中国学.comでは、現代中国および中国語圏の関連研究の中から、近年注目すべき著作を出版された著者にインタビューを行います。今回は中国現近代史・日中関係史の専門家で、『現代中国という問い』の著者である村田雄二郎さんにお話を伺いました。

問1 本書では、今日の中国政治を「伝統」「近代」「現代」の三層構造からなる複合体として認識することから始めています(はじめに)。この三つの時代ですが、今日の中国では、それぞれどのような意味を持つと認識されているのでしょうか。
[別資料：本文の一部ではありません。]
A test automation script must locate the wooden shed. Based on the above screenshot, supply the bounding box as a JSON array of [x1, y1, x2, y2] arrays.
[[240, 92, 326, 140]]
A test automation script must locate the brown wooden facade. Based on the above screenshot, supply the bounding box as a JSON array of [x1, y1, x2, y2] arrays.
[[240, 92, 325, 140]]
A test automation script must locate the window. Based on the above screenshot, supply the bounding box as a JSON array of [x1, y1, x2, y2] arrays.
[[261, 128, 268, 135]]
(村田)近代史をやっていると三層構造で中国の変動を見るというのはごく当たり前で、特に目新しいことを言ったつもりはありません。学界では一種の共通認識だと思います。ただ、伝統という概念は近代と相関しており、近代の理解の仕方でかなり幅がありますので、本書では主に対外的な自己意識を軸に、日清戦争あたりを近代の転換点と設定し、明清時代──近世と言われる時代を伝統としました。もちろん、そうではない考え方もあるでしょうし、現代についても近代とより強く接続させて見る観点もあるでしょう。本書では1949年を近代と現代の分岐点とする通説にしたがっています。
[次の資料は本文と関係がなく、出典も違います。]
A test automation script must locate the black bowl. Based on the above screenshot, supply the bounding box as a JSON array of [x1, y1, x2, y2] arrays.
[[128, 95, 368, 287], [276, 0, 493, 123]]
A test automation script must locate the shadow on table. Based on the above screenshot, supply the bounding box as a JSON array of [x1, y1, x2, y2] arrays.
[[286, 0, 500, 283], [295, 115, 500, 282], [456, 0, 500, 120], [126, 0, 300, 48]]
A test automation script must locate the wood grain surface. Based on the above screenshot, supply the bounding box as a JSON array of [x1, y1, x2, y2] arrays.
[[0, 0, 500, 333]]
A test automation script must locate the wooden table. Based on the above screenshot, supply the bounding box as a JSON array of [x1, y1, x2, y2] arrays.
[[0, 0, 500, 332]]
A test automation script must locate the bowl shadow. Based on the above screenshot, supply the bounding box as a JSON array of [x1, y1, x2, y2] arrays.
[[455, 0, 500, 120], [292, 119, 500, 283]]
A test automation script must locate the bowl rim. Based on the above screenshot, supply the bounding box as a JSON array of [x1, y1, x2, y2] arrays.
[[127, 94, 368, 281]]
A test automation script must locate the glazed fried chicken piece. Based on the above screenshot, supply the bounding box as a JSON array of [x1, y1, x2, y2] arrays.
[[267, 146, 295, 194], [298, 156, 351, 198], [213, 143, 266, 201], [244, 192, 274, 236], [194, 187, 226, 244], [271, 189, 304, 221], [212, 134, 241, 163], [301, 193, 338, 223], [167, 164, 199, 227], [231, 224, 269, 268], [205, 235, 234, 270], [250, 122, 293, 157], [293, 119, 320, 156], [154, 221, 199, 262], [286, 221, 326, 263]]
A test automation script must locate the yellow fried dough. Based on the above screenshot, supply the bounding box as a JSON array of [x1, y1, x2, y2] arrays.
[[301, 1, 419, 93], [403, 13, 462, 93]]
大事なのはむしろ観察する側に歴史意識があるか否かで、生成変化するプロセスの中に「いま」があるという感覚をすり減らすことのないようにしたいという思いがありました。これは歴史研究に限らず、また中国研究に限らず、高度に情報化が進む現代世界で共通の課題に違いない。身体のないAI(人工知能)も歴史の意識や感覚が持てるのか、専門家に聞いてみたい気持ちがあります。その意味で、本書は書名(『現代中国という問い――辛亥革命から「中国の夢」まで』)にもあるとおり、必ずしも中国に関する何らかの情報や知識を伝えることを目指したものではありません。あえて言えば、現代中国を見る際の歴史意識、歴史感覚の持ちようを、三層構造の枠組みで整理しようとしたものです。

問2 「伝統」「近代」「現代」の代表的な権力者として、清朝の雍正帝、毛沢東(厳密には全ての時代にまたがりますが)、そして習近平が選ばれているように思います。毛沢東と習近平は納得の人選ですが、雍正帝を特に選んだ理由は何でしょうか。関連して、この三人に見られる共通点や相違点を伺えるでしょうか。
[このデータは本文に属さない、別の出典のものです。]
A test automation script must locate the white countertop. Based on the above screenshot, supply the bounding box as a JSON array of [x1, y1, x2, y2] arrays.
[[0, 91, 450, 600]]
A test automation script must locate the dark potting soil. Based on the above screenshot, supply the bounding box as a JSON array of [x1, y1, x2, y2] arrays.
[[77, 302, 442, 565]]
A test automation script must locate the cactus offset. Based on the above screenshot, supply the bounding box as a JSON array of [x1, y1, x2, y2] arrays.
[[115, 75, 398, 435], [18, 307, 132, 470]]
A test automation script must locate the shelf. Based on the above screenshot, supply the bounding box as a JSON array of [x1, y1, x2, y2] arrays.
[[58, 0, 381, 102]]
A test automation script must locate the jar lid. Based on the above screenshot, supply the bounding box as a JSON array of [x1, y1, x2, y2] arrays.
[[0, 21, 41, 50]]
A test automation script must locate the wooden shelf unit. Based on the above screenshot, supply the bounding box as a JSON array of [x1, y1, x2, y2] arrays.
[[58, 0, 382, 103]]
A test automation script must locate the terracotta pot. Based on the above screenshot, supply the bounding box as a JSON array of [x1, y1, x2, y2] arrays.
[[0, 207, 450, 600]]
(村田)やはり宮崎市定氏の『雍正帝――中国の独裁君主』を愛読してきたということが大きいと思います。選択対象はその前の康煕帝でも、後の乾隆帝でも良かったのかもしれませんが、「華夷一家」を打ち出した『大義覚迷録』を作るなど、雍正帝のかなり個性的な面に興味を惹(ひ)かれてきました。これまでの清史研究の蓄積に鑑みると、軍機処(皇帝の最高諮問機関)の創設など、今日の政治状況に照らして、雍正帝をクロースアップすることは、それほど的外れではないだろうと考えています。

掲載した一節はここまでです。